The high incidence of neoplasm is related to the large number of children in the study presenting with retinoblastoma. Out of 10 cases of neoplasm, 9 were cases of retinoblastoma occurring in children aged ≤5 years. They all presented at stage 4 or 5 (Reese-Ellsworth classification) when local ophthalmic therapies such as cryotherapy, laser photocoagulation, thermotherapy, or plaque radiotherapy can no longer be of first choice. Enucleation is the therapy of choice in such cases.5 The interval between the onset of symptoms and consultation in our cases ranged from 1 month to 5 years. In a study on enucleations in China, the interval between the onset of symptoms and enucleation in cases with retinoblastoma ranged from 1 day to 3 years.10 Intra-arterial chemotherapy or intravenous chemoreduction are indicated before enucleation and external beam radiotherapy is reserved for the last alternative therapy because of its side effects.6

Penetrating ocular injuries with rupture of the globe accounted for 8.3% (n = 4), including a case of gunshot injury during amateur hunting.
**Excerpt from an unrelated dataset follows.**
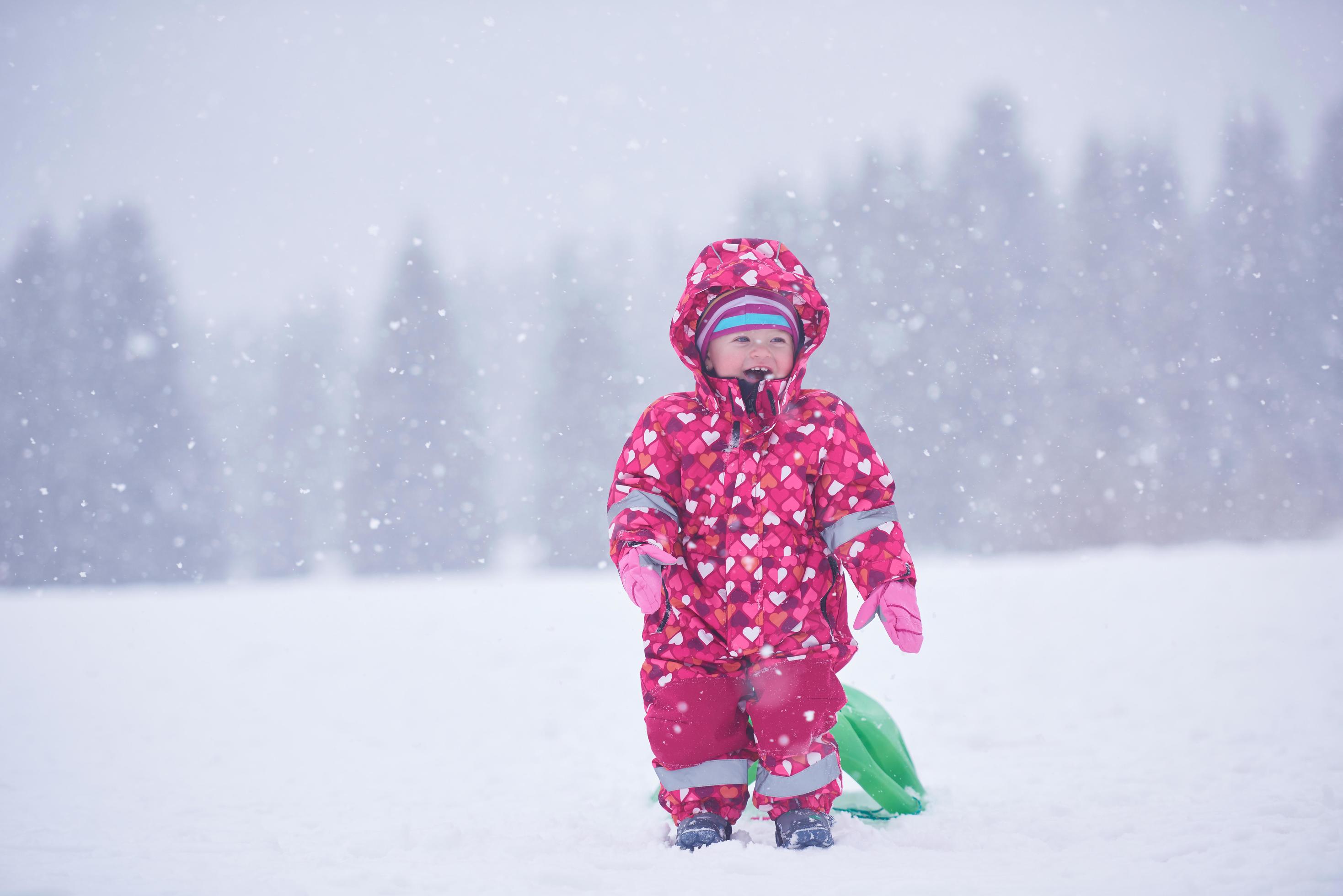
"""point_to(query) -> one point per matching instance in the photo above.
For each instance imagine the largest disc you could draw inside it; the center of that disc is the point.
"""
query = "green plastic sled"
(873, 754)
Gunshot and other violence-related injuries have been reported to be more frequent in times of war.17

The 41.7% rate of acceptance of destructive eye surgeries in this study is indicative of the fact that the possibility of blindness is frightful and the removal even of a blind eye is a devastating experience for the patient. Patients undergoing eye removal need understanding, support and reassurance to help cope with the psychological effects. The attitude of health workers, family, peers, or co-workers is important. Evisceration was the most performed procedure, similar to findings in other studies.1,8,16 The controversy over enucleation versus evisceration still exists. Intraocular tumor is an absolute contraindication for evisceration and should always be ruled out before evisceration is recommended.4 Fundus examination or B-ultrasonography when the media is opaque should be done to rule out intraocular tumors such as uveal melanoma, which can recur following evisceration.18,19 The choice of the procedure elsewhere depends on the surgeon and the patient. It is generally accepted that motility and cosmetic appearance are better after evisceration and patients usually agree to this.4 Since the eye is an integral part of facial beauty, giving the patient the most normal appearance after such a psychologically and socially devastating surgery cannot be overemphasized. Orbital reconstruction surgery is unfortunately not practised in our setting due to the lack of training in this domain.

Conclusion

The most common indication for destructive eye surgery in our setting is endophthalmitis/panophthalmitis. Most patients refuse surgery probably due to its likely psychological impact. Educating the population on the dangers of late presentation and the need to avoid self-medication can help reduce the need for destructive eye surgeries. Screening programs should also be created and implemented to detect retinoblastoma early in order to avoid the need for enucleation. Technology and training in cyclodestructive procedures such as cyclophotocoagulation and cyclocryotherapy should be offered; this will help reduce the need for enucleations in absolute glaucoma. Ophthalmologists should also be trained in oculoplastics in order to manage cases of orbital reconstruction following eye removal; this will go a long way to reduce the psychosocial burden involved in losing an eye.

Footnotes

Disclosure

The authors declare no conflicts of interest.